SQL injection: Validate that SQL was parameterized correctly, and has ? where it should

Question

A framework that I've built lets the application coder create sql dynamically (when they need to). If they use the tool correctly, then they will proceed in two steps: 1. build the sql (PreparedStatement) with '?' placeholders, and 2. pass all user-entered data as parameters to the PreparedStatement.

This is just the usual means of using a PreparedStatement and params, to avoid sql injection. Nothing special there.

But, I want to go an extra step: I want to verify that the coder has 'parameterized' correctly. In what sense is that possible, if at all? Can one determine syntactically all places where a '?' should appear in the SQL? Does such a tool already exist?

Edit: Example:

select blah from x where a='user-data' and b=?

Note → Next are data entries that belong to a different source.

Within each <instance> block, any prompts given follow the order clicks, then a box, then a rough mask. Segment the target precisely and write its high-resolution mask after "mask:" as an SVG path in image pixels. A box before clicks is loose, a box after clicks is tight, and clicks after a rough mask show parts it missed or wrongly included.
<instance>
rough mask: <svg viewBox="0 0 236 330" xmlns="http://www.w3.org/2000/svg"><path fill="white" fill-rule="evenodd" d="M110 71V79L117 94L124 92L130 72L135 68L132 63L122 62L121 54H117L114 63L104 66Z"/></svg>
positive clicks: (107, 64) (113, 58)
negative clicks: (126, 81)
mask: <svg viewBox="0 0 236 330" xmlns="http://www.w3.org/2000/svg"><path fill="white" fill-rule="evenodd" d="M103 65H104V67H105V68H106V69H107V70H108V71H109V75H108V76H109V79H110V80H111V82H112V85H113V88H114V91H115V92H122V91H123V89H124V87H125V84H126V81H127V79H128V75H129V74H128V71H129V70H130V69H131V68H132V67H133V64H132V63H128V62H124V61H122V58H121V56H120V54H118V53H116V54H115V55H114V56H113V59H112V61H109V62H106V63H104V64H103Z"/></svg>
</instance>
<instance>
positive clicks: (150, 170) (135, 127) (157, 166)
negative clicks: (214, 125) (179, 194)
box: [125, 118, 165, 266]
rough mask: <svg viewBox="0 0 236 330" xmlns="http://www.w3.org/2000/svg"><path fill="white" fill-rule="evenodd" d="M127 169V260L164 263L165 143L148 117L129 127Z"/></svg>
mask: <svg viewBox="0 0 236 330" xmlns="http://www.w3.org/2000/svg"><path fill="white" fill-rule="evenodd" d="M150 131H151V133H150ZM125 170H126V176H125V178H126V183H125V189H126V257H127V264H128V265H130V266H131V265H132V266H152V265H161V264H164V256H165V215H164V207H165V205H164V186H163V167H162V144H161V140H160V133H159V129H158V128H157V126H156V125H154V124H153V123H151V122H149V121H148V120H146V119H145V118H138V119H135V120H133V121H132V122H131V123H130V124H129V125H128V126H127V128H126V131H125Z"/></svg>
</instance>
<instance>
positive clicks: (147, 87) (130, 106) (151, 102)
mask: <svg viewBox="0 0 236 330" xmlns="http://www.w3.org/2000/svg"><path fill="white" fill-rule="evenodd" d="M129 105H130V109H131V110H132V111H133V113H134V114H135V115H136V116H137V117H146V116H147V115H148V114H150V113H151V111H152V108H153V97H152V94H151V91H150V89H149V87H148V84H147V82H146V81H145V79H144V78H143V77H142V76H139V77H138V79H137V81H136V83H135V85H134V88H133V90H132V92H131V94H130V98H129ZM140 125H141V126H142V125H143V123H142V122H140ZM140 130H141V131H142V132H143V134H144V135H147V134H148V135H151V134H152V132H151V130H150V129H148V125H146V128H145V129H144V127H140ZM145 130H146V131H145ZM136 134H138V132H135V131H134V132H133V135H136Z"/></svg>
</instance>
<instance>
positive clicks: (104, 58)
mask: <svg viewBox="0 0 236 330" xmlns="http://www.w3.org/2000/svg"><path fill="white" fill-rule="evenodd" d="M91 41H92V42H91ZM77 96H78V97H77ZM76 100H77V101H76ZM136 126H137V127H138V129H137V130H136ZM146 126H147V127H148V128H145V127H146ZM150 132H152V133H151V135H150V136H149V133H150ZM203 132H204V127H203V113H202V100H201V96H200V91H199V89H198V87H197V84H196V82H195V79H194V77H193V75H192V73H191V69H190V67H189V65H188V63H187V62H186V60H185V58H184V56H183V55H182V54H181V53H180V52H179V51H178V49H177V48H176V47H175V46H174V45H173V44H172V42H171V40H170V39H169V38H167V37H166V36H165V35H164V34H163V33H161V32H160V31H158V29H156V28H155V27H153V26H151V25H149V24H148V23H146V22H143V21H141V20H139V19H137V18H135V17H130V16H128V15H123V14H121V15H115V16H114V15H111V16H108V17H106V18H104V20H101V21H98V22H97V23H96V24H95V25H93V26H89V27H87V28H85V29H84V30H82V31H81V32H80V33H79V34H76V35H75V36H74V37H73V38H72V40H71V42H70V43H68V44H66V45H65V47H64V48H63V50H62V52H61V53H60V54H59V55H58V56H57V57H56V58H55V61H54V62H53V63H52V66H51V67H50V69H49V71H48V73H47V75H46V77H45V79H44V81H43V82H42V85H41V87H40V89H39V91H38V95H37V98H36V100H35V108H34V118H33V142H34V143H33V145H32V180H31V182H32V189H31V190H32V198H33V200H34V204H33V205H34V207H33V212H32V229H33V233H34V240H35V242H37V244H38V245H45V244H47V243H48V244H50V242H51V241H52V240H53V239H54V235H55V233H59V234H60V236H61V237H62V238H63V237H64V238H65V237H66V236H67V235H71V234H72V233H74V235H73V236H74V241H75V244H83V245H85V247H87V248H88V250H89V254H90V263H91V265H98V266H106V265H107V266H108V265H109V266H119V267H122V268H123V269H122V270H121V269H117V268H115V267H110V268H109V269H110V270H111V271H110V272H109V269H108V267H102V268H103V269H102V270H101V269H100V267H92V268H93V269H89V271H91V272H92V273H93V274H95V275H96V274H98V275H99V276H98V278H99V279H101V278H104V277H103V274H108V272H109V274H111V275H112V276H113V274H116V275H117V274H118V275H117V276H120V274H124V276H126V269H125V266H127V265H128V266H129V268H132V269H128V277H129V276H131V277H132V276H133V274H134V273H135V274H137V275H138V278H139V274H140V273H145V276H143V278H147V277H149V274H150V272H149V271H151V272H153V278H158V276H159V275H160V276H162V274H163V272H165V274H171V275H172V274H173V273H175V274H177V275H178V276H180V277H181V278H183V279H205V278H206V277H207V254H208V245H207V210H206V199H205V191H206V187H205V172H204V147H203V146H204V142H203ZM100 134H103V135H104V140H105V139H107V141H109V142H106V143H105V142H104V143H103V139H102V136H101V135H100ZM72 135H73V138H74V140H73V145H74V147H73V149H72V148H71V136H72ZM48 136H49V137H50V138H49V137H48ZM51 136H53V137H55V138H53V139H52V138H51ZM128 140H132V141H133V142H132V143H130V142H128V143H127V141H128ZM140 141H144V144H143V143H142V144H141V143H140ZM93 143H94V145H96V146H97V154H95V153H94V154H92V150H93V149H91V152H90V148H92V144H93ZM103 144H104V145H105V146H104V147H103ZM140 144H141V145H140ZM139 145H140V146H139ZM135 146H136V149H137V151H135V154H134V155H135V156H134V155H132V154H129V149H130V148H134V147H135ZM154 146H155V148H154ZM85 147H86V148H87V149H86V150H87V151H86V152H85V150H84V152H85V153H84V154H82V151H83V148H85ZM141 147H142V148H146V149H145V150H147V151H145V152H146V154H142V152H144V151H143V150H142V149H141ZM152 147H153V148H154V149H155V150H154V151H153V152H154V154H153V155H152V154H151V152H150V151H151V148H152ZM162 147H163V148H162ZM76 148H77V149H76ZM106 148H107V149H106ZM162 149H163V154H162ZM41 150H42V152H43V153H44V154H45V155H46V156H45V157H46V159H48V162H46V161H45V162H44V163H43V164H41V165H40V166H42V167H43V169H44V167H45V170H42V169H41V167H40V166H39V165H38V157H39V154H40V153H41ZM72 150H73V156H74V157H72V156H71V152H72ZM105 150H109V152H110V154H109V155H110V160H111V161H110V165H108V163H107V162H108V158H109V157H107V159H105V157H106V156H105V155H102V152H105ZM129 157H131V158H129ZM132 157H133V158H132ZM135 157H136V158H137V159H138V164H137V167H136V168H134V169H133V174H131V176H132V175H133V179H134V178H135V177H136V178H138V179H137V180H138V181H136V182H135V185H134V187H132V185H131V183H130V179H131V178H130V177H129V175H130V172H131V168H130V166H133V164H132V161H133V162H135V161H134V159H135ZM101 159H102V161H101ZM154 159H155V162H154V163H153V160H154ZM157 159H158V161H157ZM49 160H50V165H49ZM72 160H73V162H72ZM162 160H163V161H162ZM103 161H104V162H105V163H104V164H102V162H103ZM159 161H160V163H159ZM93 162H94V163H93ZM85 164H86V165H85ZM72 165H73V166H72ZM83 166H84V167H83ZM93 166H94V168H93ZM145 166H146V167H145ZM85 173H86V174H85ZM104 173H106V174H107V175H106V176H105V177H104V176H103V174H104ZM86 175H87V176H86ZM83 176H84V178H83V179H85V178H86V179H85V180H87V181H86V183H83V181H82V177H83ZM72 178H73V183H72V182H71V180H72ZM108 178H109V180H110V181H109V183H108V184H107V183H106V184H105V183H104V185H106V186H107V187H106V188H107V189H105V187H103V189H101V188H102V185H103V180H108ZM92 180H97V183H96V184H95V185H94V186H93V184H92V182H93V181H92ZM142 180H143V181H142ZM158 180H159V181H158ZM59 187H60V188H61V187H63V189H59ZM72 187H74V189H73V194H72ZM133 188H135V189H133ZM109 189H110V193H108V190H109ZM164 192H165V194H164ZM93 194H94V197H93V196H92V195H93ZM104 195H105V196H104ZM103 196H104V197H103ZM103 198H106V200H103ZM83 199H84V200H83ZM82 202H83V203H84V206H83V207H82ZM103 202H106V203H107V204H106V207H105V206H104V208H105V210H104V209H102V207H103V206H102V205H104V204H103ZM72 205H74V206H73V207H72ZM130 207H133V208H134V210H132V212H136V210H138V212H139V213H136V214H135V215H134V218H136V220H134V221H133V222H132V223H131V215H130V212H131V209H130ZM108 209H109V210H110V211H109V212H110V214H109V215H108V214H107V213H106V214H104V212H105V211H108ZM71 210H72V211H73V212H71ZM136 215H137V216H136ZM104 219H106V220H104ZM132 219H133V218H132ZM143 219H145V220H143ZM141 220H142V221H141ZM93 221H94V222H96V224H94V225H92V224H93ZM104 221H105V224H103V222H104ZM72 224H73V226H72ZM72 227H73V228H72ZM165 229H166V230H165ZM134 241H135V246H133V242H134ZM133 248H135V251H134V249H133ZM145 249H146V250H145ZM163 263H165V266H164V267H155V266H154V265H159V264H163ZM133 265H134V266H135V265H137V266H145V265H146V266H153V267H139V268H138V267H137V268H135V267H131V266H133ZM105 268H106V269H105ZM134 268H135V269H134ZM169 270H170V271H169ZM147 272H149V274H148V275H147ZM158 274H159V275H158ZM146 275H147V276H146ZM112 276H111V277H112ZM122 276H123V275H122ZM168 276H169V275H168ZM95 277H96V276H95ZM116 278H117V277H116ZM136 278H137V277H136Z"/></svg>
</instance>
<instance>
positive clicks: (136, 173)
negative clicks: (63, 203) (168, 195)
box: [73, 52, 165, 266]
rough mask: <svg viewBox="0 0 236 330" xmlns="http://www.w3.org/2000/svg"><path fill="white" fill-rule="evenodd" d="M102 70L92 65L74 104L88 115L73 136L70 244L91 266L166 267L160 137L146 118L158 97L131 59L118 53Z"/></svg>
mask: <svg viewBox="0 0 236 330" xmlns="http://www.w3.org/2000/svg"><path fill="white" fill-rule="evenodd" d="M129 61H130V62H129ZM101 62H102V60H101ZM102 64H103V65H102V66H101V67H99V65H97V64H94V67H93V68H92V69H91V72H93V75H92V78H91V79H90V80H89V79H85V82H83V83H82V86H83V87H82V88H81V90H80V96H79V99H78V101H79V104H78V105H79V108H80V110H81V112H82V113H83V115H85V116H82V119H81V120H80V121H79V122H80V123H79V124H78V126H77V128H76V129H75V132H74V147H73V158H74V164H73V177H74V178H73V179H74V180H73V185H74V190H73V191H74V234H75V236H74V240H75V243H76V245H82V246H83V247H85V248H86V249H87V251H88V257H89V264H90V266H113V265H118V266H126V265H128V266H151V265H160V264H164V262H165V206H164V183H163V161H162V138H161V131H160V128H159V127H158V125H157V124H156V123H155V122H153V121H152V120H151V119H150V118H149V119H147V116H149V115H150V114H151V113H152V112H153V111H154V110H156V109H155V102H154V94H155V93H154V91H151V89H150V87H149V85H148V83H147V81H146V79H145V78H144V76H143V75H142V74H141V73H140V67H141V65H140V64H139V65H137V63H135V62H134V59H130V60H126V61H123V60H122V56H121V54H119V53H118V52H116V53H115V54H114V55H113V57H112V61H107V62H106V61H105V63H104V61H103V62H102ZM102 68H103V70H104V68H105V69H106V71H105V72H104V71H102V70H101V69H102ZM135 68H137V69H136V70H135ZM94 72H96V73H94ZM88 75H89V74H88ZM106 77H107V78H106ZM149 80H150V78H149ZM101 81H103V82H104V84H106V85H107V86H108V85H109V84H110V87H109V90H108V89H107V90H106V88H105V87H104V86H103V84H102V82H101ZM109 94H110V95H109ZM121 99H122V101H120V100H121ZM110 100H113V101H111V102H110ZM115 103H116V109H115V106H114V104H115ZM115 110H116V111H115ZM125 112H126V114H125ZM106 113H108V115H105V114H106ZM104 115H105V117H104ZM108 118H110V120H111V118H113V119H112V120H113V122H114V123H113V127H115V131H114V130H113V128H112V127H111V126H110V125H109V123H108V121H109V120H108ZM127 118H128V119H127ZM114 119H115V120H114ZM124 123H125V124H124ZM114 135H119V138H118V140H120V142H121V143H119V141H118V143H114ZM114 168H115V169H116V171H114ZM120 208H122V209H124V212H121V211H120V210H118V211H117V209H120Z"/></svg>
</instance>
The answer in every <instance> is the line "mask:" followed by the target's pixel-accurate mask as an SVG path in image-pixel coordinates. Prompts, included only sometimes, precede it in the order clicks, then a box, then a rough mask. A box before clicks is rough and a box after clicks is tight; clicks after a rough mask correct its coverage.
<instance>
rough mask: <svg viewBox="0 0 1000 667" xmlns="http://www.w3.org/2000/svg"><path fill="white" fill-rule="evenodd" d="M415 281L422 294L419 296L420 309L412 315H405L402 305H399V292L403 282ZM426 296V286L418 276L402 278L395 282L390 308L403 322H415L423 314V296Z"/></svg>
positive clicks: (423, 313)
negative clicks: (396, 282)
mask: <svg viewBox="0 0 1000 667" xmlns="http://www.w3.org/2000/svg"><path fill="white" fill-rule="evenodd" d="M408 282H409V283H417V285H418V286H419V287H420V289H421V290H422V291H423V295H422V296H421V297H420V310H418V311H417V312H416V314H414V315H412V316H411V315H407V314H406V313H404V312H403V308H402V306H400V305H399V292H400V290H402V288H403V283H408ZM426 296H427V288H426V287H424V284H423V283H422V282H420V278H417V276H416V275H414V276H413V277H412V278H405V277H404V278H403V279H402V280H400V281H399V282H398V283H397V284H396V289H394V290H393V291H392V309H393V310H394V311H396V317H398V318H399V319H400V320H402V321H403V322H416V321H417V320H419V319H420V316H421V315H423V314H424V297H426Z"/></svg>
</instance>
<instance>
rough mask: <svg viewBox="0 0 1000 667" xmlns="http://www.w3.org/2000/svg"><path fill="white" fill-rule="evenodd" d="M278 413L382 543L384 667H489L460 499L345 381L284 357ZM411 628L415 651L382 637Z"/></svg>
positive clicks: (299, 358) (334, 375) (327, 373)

Here, a has not been parameterized, while b has. I want to detect the 'a' kind of malformed sql. Does that make sense?

Answer 1

First of all, some of your premises are flawed.
Namely

• "pass all user-entered data as parameters" is a sure way to injection. The moment developer started to separate his data to "safe" and "unsafe", he is busted.
• The whole idea won't work. Sometimes we have to add constant strings into queries. And you'd never can tell if it was a flaw or all right.

If you don't trust your developer so much - there are 2 possible fool-proof solutions, for the price of reducing his ability of using SQL to some limited subset:

• let them use DQL only
• or limit them to an ORM or a Query Builder-based solution only

The idea is to limit your developer to these sandbox-based solutions only (dunno if such a limitation is possible out of the box though).

The above solutions are closer to your initial idea and feasible.